8. Mental and behavioral health in the U.S. has reached a critical stage with a worsening imbalance of needs and demands versus supply. It is estimated that 1 in 5 Americans already lived with a mental illness before the COVID-19 pandemic, which only exacerbated demand for this type of healthcare. Rates of depression among adults hit a high in 2023, suicides hit an all-time high in 2022, and emergency department visits for children’s mental health conditions have surged over the past several years. At the same time, nearly half of the U.S. population resides in a mental health workforce shortage area. As it stands, the U.S. faces a shortage of 14,280 to 31,109 psychiatrists, and psychologists and social workers by 2050.
9. Washington, D.C., tends to make noise about the impact of private equity in healthcare. Lawmakers are currently pursuing scrutiny of private equity’s involvement in healthcare, but the issue risks serving as a political red herring for an unproductive Congress. Nine percent of private hospitals and 30% of proprietary for-profit hospitals (which make up 36% of all U.S. hospitals) are private equity-owned hospitals. Pricing, competition, and quality of care linked to private equity-backed organizations warrant scrutiny, but lawmakers’ attention is also needed toward many additional pressing healthcare issues affecting larger pieces of the industry’s pie.
10. Aging well/preventive health is seeing a growth in interest. Both aging well and preventive health are difficult to institutionalize but are super important and generally underutilized. In 2020, it was estimated that only 8% of Americans undergo routine preventive screenings.
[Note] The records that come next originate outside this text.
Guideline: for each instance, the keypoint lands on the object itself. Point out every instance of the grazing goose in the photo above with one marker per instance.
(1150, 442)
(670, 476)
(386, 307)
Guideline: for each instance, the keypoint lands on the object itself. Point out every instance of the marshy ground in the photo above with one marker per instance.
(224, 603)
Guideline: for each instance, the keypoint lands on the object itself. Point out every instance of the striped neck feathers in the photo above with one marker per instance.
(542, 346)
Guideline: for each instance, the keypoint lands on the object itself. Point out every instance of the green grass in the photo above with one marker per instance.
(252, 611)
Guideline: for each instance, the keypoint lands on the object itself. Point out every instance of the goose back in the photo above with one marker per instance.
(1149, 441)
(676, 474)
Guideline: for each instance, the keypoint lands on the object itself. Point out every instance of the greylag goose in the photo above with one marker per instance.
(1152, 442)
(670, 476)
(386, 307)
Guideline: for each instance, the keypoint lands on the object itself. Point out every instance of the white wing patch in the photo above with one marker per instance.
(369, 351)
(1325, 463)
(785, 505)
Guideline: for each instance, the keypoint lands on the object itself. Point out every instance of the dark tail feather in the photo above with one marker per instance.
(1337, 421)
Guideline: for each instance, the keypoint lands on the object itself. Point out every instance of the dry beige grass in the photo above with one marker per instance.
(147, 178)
Missed prevention opportunities go toward an estimated 30 cents on every healthcare dollar.
11. The diabetes/obesity drugs can have a large positive long-term impact on healthcare. The year begins with steady interest on the long-term effects of GLP-1 agonist drugs, for which demand is high — 9 million prescriptions issued the final months of 2022 alone — and poised to increase. This raises questions for insurers, employers and the government related to spending and questions for healthcare providers’ services and surgeries if weight is lost at scale.
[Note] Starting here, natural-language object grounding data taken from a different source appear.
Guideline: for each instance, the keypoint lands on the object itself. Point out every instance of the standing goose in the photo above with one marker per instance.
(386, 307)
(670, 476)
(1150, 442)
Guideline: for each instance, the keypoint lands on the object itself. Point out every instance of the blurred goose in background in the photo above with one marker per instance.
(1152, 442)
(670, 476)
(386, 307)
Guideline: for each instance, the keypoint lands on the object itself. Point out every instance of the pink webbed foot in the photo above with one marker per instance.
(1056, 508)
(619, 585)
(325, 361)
12. Hospital margins largely improved in 2023, but hospitals face huge long-term financial challenges. The median hospital operating margin rose to 2% in November, with margins varying among institutions and markets. Greater labor and supply expenses and patient acuity will continue to challenge hospitals in the year ahead, and certain types of hospitals face outsized risks. Hundreds of rural hospitals, for one, are at immediate risk of closure because of the severity of their financial problems.